Para Santana, a nova geração será formada com base no respeito, na equidade e na justiça. “Estamos afirmando um projeto de país. Um Brasil onde meninas podem estar sem medo, onde mulheres podem ocupar todos os espaços e onde o conhecimento seja instrumento de libertação e não de exclusão.”

“Não há futuro possível sem a garantia plena de direitos para meninas e mulheres. A educação é o caminho mais poderoso para transformar essa realidade”, disse o ministro da Educação, Camilo Santana.

Instituições públicas Durante a cerimônia Educação pelo Fim da Violência, na Universidade de Brasília, foi assinado o Protocolo de Intenções para Prevenção e Enfrentamento da Violência contra as Mulheres e Acolhimento nas instituições públicas de ensino superior e Rede Federal de Educação Profissional, Científica e Tecnológica.

O documento estabelece orientações para que instituições de ensino públicas não sejam omissas em eventuais situações de violência de gênero no ambiente acadêmico.

A ministra das Mulheres, Márcia Lopes, classificou como importantes as medidas de proteção às meninas e mulheres, no âmbito da educação, porque vão do ensino básico ao superior. Ela citou o pedagogo Paulo Freire. “A educação não transforma o mundo. A educação muda as pessoas e as pessoas transformam o mundo.”

A ministra ainda defendeu que os currículos e os planos pedagógicos de cada curso de graduação e de pós-graduação abordem conteúdos de combate e enfrentamento de todo tipo de violência contra as mulheres.

“Imagine daqui a 4, 5, 6 anos, como sairão os profissionais que atuarão em todos os lugares, como unidades básicas de saúde, escolas, Cras [Centro de Referência de Assistência Social], Creas [Centro de Referência Especializado de Assistência Social]. Isso vale para todas as profissões deste país.”

O ministro Camilo Santana explicou que o documento simboliza uma construção coletiva que nasce a partir da escuta, da ciência e da experiência das instituições de ensino.

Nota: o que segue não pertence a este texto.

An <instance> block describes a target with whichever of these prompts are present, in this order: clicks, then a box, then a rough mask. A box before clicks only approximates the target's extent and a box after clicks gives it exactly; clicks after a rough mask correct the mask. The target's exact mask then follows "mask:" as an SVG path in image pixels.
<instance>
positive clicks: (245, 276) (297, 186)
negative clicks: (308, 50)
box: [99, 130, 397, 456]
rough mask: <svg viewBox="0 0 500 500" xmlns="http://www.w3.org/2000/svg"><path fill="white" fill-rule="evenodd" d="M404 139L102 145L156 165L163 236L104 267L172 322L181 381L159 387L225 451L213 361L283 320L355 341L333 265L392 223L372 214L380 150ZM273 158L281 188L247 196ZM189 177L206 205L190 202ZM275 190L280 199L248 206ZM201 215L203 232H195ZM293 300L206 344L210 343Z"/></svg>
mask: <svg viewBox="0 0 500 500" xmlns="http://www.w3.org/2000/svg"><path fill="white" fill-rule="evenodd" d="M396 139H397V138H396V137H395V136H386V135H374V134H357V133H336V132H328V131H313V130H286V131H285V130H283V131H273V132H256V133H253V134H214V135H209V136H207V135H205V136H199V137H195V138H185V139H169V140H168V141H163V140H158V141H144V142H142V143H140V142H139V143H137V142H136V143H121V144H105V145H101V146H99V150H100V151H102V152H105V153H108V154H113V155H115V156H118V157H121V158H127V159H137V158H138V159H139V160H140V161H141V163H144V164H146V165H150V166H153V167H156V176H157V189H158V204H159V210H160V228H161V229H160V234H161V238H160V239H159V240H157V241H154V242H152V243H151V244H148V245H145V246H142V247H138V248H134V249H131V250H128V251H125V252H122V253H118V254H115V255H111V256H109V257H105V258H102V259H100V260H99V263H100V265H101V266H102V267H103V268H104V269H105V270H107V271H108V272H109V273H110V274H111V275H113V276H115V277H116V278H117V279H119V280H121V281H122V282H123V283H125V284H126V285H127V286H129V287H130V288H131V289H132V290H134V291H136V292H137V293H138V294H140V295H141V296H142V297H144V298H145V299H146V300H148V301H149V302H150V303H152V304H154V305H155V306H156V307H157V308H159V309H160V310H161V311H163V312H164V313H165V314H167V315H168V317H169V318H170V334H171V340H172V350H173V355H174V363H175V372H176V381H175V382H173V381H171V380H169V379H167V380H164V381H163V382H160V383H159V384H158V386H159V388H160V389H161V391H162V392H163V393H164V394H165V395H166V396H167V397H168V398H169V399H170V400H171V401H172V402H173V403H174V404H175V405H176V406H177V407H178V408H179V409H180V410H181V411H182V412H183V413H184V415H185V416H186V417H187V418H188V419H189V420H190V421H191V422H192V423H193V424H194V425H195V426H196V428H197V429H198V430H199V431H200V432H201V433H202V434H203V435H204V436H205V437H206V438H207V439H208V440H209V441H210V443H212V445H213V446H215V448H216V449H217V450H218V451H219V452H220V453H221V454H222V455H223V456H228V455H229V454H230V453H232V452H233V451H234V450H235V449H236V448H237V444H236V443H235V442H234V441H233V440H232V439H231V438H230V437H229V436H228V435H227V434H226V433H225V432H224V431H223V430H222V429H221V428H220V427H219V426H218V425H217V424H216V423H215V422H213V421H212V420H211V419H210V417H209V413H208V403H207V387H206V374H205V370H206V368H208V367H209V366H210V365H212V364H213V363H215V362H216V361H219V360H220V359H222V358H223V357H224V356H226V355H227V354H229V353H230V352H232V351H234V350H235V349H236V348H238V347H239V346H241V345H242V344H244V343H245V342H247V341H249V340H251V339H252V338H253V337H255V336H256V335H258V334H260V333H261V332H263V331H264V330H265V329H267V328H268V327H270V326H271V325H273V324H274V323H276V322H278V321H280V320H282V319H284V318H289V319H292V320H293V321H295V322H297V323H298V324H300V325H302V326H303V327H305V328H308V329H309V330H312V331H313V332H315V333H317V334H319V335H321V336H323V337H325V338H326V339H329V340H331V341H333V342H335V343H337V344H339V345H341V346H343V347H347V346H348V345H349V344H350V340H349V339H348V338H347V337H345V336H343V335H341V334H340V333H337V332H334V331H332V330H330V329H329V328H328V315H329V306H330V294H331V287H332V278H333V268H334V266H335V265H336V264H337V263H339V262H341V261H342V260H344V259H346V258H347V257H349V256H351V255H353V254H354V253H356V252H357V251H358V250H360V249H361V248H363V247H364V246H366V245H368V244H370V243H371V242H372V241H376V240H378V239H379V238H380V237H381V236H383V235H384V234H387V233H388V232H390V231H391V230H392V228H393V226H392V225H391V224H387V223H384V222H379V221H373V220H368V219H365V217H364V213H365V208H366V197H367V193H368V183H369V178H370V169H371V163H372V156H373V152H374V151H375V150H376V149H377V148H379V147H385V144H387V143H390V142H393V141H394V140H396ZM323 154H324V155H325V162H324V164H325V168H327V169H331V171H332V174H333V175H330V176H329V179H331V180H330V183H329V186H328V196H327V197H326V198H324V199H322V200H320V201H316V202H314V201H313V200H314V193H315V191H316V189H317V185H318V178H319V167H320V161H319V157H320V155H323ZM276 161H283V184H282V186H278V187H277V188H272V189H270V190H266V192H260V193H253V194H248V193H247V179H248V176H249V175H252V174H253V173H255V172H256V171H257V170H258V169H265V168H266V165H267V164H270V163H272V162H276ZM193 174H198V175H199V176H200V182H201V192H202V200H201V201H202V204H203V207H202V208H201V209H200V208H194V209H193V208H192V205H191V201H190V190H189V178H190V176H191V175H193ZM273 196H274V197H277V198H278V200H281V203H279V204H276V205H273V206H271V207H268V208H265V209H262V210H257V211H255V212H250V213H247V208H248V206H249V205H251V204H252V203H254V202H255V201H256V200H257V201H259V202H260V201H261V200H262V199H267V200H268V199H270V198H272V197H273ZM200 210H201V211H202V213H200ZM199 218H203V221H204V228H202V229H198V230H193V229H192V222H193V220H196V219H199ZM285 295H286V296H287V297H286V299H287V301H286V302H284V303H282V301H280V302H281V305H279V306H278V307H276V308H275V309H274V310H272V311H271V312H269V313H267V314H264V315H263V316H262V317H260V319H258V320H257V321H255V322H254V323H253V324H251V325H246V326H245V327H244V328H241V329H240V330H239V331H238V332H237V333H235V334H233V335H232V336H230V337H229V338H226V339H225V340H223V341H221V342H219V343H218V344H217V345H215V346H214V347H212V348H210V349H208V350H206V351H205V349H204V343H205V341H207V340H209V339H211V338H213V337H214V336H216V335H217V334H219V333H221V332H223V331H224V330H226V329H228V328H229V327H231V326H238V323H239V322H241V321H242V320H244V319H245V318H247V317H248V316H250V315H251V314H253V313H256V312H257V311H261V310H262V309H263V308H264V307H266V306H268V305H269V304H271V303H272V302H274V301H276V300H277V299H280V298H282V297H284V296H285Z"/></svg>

“Reafirmamos que nossas universidades, institutos federais e redes de ensino são espaços de produção de conhecimento, mas também devem ser espaços seguros, acolhedores e livres de qualquer forma de violência ou discriminação”, enfatizou.

Santana anunciou que lançará, em breve, um edital para apoiar a criação de cuidotecas nas universidades federais. “São espaços de cuidado e acolhimento para crianças que permitirão que mães, estudantes, professoras e trabalhadoras possam estudar, trabalhar e permanecer na universidade com dignidade.”

Mulheres Mil No conjunto de ações voltadas à prevenção e ao enfrentamento da violência contra as mulheres, os dois ministérios assinaram o acordo de cooperação técnica para a ampliação de vagas do Programa Mulheres Mil, coordenado pelo MEC.

A política pública tem a missão de elevar a escolaridade de mulheres em situação de vulnerabilidade socioeconômica.

O programa também tem o objetivo promover a inclusão socioprodutiva e a autonomia das mulheres por meio de cursos de qualificação profissional.

Os presentes ainda assistiram ao trailer do filme Mulheres Mil, produzido pela pasta. A obra retrata o impacto do programa na vida de cinco mulheres, suas famílias e comunidade.

As iniciativas integram as ações do Pacto Nacional Brasil Contra o Feminicídio, lançado pelo presidente Luiz Inácio Lula da Silva, em fevereiro.